Indeed, some students become so immersed in Leftist ideology — a kind of secret society whose code language they have learned in fear and trembling and now exercise with pride — that they believe it the only possible view of the world and have never seriously considered alternatives except as the deplorable prejudices of the hateful unwashed. Their conviction of rightness has revealed itself in a multitude of anti-intellectual and repressive behavior on university campuses across the country.
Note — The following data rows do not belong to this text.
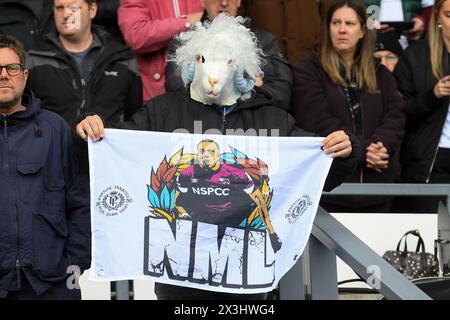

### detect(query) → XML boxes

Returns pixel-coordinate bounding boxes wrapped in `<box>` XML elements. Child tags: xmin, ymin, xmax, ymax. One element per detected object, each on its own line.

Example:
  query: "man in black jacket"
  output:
<box><xmin>0</xmin><ymin>35</ymin><xmax>91</xmax><ymax>300</ymax></box>
<box><xmin>76</xmin><ymin>15</ymin><xmax>360</xmax><ymax>300</ymax></box>
<box><xmin>164</xmin><ymin>0</ymin><xmax>293</xmax><ymax>111</ymax></box>
<box><xmin>27</xmin><ymin>0</ymin><xmax>142</xmax><ymax>192</ymax></box>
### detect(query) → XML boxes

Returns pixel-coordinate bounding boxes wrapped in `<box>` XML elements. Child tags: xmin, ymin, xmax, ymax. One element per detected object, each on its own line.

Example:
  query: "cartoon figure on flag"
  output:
<box><xmin>148</xmin><ymin>140</ymin><xmax>282</xmax><ymax>252</ymax></box>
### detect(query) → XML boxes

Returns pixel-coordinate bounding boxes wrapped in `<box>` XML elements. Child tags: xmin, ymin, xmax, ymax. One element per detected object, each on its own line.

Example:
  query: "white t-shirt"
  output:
<box><xmin>380</xmin><ymin>0</ymin><xmax>434</xmax><ymax>21</ymax></box>
<box><xmin>439</xmin><ymin>107</ymin><xmax>450</xmax><ymax>149</ymax></box>
<box><xmin>380</xmin><ymin>0</ymin><xmax>404</xmax><ymax>22</ymax></box>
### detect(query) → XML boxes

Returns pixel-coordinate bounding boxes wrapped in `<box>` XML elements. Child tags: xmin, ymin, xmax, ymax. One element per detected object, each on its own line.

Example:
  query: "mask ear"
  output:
<box><xmin>234</xmin><ymin>70</ymin><xmax>255</xmax><ymax>93</ymax></box>
<box><xmin>181</xmin><ymin>60</ymin><xmax>195</xmax><ymax>86</ymax></box>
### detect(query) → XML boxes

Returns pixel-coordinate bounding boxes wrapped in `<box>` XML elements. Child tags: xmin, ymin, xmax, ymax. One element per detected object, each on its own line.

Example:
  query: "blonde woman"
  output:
<box><xmin>292</xmin><ymin>0</ymin><xmax>405</xmax><ymax>212</ymax></box>
<box><xmin>394</xmin><ymin>0</ymin><xmax>450</xmax><ymax>211</ymax></box>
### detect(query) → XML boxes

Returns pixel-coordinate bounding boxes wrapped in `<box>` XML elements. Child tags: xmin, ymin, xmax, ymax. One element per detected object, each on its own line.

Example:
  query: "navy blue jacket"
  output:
<box><xmin>0</xmin><ymin>95</ymin><xmax>90</xmax><ymax>298</ymax></box>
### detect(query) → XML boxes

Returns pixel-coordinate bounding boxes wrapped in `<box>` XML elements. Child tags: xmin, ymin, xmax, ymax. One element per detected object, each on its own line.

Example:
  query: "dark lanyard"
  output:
<box><xmin>341</xmin><ymin>81</ymin><xmax>363</xmax><ymax>136</ymax></box>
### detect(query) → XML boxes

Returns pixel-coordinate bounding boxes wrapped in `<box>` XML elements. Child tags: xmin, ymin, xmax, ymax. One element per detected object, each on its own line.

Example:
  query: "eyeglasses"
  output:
<box><xmin>375</xmin><ymin>54</ymin><xmax>398</xmax><ymax>62</ymax></box>
<box><xmin>0</xmin><ymin>63</ymin><xmax>24</xmax><ymax>76</ymax></box>
<box><xmin>53</xmin><ymin>4</ymin><xmax>82</xmax><ymax>13</ymax></box>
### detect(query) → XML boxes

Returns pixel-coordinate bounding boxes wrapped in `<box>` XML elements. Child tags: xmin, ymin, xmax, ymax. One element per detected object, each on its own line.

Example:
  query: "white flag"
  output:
<box><xmin>89</xmin><ymin>129</ymin><xmax>332</xmax><ymax>293</ymax></box>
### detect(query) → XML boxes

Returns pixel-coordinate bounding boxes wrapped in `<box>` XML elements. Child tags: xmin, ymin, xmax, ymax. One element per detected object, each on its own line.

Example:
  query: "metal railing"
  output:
<box><xmin>114</xmin><ymin>183</ymin><xmax>450</xmax><ymax>300</ymax></box>
<box><xmin>280</xmin><ymin>183</ymin><xmax>450</xmax><ymax>300</ymax></box>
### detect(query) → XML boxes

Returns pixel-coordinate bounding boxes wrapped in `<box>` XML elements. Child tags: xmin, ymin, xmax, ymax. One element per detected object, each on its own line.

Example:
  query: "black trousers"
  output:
<box><xmin>155</xmin><ymin>283</ymin><xmax>268</xmax><ymax>300</ymax></box>
<box><xmin>0</xmin><ymin>273</ymin><xmax>81</xmax><ymax>300</ymax></box>
<box><xmin>393</xmin><ymin>148</ymin><xmax>450</xmax><ymax>213</ymax></box>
What is to be done? De-radicalizing the Humanities will be no easy task, for the ranks of the professoriate are filled with instructors who see their primary responsibility to be that of advancing ideological goals. True believers as they are, they will not be easily dissuaded from their cause, and dissenters from Left orthodoxy often feel overwhelmed, beleaguered, and under threat. Yet saving the Humanities for genuine scholarship has never been more urgent, and it is heartening to know that articulate champions of reform such as Horowitz and others, including Richard Cravatts, Stanley Fish, and David Solway, continue to raise their voices in dismay and stalwart hope. Some day, perhaps, if the decline is not irreversible and if more courageous professors will stand against the corruption of the academic enterprise, departments of English might once again become places where professors and students pursue a love of literature.